Our regular update of tax and customs-related developments in secondary legislation, now expanded to cover relevant non-Brexit SIs too.

SIs laid in the last week

Value Added Tax (Reduced Rate) (Energy-saving Materials) Order 2019

Procedure - Made affirmative. Made date - 20 May 2019. Laid date - 21 May 2019. Coming into force date - 1 October 2019. Laying body: HM Treasury.

Purpose of the instrument - This instrument amends the scope of the reduced rate of 5% VAT for energy-saving materials to ensure that UK legislation complies with EU law.  These changes have been made following a decision of the Court of Justice of the European Union as a result of an infraction by the European Commission which held that the scope of the current relief was too wide. The reduced rate of 5% will no longer apply to the installation of wind and water turbines. (More in the Explanatory Memorandum)

Select committee scrutiny

At its meeting on 22 May 2019 the Select Committee on Statutory Instruments scrutinised a number of SIs (report here). It was agreed that the special attention of the House of Commons should be drawn to the following instrument:

S.I. 2019/881: International Tax Compliance (Amendment) Regulations 2019

The Committee draws the special attention of the House to these Regulations on the ground that they fail to comply with proper legislative practice in one respect.

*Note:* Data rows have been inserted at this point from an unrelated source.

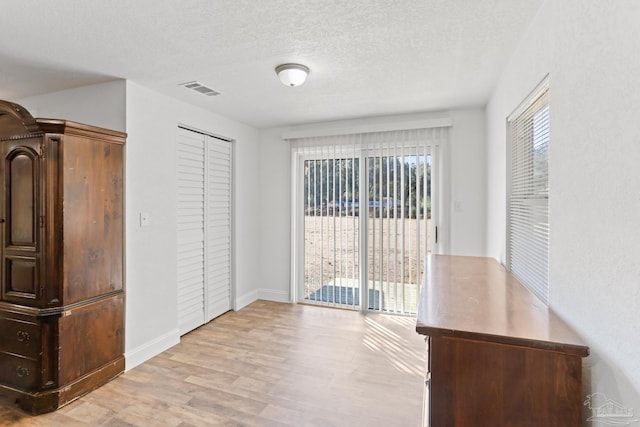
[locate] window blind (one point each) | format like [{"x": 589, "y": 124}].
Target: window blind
[{"x": 528, "y": 206}]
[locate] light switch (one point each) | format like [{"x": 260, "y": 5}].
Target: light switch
[{"x": 144, "y": 219}]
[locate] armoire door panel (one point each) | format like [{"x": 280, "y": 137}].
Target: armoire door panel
[
  {"x": 21, "y": 278},
  {"x": 21, "y": 178}
]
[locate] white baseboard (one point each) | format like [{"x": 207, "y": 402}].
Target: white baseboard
[
  {"x": 265, "y": 294},
  {"x": 150, "y": 349},
  {"x": 276, "y": 296},
  {"x": 246, "y": 299}
]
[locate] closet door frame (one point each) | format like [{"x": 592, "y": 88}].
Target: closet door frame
[{"x": 186, "y": 321}]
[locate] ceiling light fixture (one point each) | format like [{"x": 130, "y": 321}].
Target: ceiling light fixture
[{"x": 292, "y": 74}]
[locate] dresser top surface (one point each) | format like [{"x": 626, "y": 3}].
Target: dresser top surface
[{"x": 476, "y": 298}]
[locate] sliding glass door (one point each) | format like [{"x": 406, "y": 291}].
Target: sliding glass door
[{"x": 364, "y": 223}]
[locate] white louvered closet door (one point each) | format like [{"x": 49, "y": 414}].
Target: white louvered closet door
[{"x": 204, "y": 228}]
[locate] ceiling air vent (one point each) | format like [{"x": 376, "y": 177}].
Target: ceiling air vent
[{"x": 200, "y": 88}]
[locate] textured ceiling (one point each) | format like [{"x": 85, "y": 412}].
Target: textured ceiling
[{"x": 367, "y": 57}]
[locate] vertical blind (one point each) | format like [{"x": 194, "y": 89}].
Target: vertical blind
[
  {"x": 528, "y": 207},
  {"x": 367, "y": 222}
]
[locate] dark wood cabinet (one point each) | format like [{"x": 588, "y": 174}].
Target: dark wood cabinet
[
  {"x": 496, "y": 355},
  {"x": 61, "y": 258}
]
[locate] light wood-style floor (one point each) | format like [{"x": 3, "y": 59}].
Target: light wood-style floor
[{"x": 269, "y": 364}]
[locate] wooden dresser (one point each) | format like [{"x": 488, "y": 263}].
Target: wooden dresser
[
  {"x": 61, "y": 269},
  {"x": 496, "y": 355}
]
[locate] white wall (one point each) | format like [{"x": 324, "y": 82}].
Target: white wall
[
  {"x": 151, "y": 121},
  {"x": 100, "y": 105},
  {"x": 467, "y": 177},
  {"x": 590, "y": 50}
]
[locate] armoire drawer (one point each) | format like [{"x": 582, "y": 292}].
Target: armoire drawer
[
  {"x": 20, "y": 337},
  {"x": 18, "y": 371}
]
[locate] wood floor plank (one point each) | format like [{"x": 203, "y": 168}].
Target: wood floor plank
[{"x": 269, "y": 364}]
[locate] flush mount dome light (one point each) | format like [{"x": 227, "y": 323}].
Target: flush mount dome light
[{"x": 292, "y": 74}]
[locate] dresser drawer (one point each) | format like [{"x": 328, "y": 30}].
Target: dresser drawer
[
  {"x": 20, "y": 337},
  {"x": 18, "y": 371}
]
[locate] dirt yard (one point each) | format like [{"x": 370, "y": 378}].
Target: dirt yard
[{"x": 395, "y": 269}]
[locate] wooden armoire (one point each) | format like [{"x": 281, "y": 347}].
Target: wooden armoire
[{"x": 61, "y": 258}]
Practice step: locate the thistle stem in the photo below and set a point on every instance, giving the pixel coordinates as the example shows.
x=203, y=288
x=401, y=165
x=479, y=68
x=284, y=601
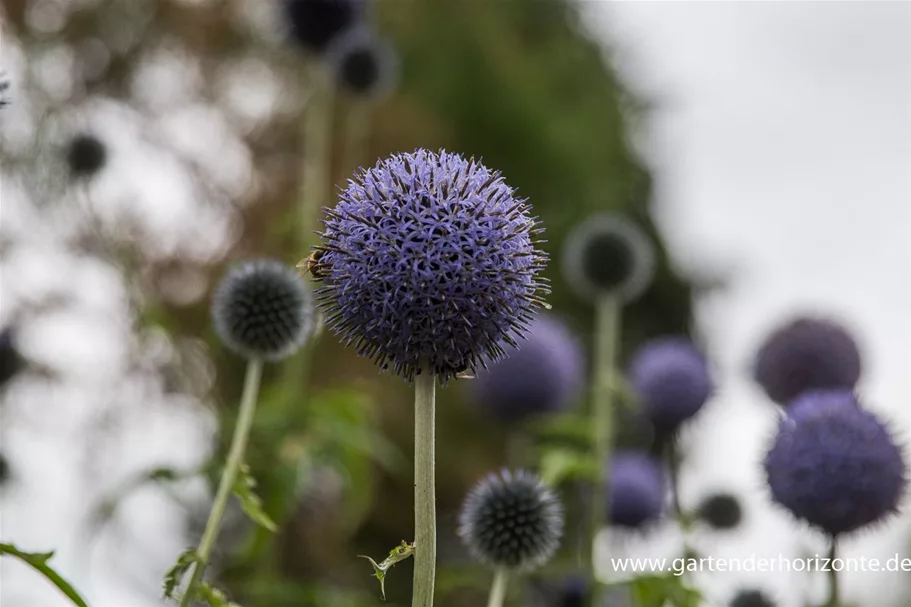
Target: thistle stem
x=606, y=345
x=228, y=477
x=498, y=590
x=834, y=598
x=425, y=525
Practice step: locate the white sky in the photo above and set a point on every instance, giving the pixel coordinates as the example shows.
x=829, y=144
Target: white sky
x=781, y=143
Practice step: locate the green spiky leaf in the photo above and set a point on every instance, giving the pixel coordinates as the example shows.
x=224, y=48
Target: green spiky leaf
x=39, y=562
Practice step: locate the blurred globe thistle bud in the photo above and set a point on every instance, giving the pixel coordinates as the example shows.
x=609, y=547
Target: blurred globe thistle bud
x=636, y=489
x=11, y=362
x=545, y=375
x=262, y=309
x=85, y=155
x=671, y=379
x=314, y=24
x=806, y=354
x=430, y=262
x=751, y=598
x=720, y=511
x=511, y=520
x=362, y=64
x=608, y=254
x=835, y=465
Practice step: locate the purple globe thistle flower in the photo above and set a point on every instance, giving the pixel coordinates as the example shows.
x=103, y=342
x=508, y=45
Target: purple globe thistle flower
x=672, y=381
x=544, y=375
x=85, y=155
x=262, y=309
x=806, y=354
x=720, y=511
x=608, y=254
x=314, y=24
x=362, y=64
x=511, y=520
x=835, y=465
x=751, y=598
x=11, y=362
x=636, y=490
x=429, y=262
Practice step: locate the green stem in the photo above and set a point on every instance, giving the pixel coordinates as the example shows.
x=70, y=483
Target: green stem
x=425, y=525
x=607, y=333
x=498, y=590
x=834, y=598
x=228, y=477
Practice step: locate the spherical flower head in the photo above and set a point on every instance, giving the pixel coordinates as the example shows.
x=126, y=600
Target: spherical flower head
x=314, y=24
x=11, y=362
x=545, y=374
x=807, y=354
x=262, y=309
x=834, y=464
x=636, y=490
x=430, y=263
x=362, y=64
x=511, y=520
x=720, y=511
x=672, y=381
x=85, y=155
x=608, y=255
x=751, y=598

These Regulations extend the application of the International Tax Compliance Regulations 2015 (which give effect to arrangements between the UK and other jurisdictions to improve international tax compliance) to arrangements entered into by the UK with other jurisdictions between 9 May 2018 and 16 May 2019. The Committee asked HMRC to explain how a user can find out which international exchange arrangements have been entered into by the UK since 9 May 2018 and why details are not given in a footnote or the Explanatory Note. In a memorandum printed as an Appendix, the Department apologises and undertakes to ensure that an appropriate reference is made in a footnote or the Explanatory Note when regulation 1(3) (b)(i) of the 2015 Regulations is next amended. The Committee accordingly reports these Regulations for failure to comply with proper legislative practice, acknowledged by the Department.

Additionally the committee considered the following relevant instruments, none of which were required to be reported:

Instruments subject to annulment

S.I. 2019/892 Value Added Tax (Section 55A) (Specified Services and Excepted Supplies) Order 2019

S.I. 2019/902 Income Tax (Qualifying Child Care) Regulations 2019

At its meeting on 22 May 2019 (report here) the Joint Committee on Statutory Instruments considered the following relevant instrument and did not require it to be reported to both Houses:

Instrument not subject to Parliamentary proceedings not laid before Parliament

S.I. 2019/914 Taxation (Cross-border Trade) Act 2018 (Appointed Day No. 6 and Transitional Provisions) (Modification) (EU Exit) Regulations 2019

Under this SI paragraph 30 of Schedule 4 and paragraph 29 of Schedule 5 to the Taxation (Cross-border Trade) Act come into force at is 11:59 pm on 7th May 2019.

The notes to the SI include a full list of the provisions of the Taxation (Cross-border Trade) Act which have been brought into force by appointed day regulations to date.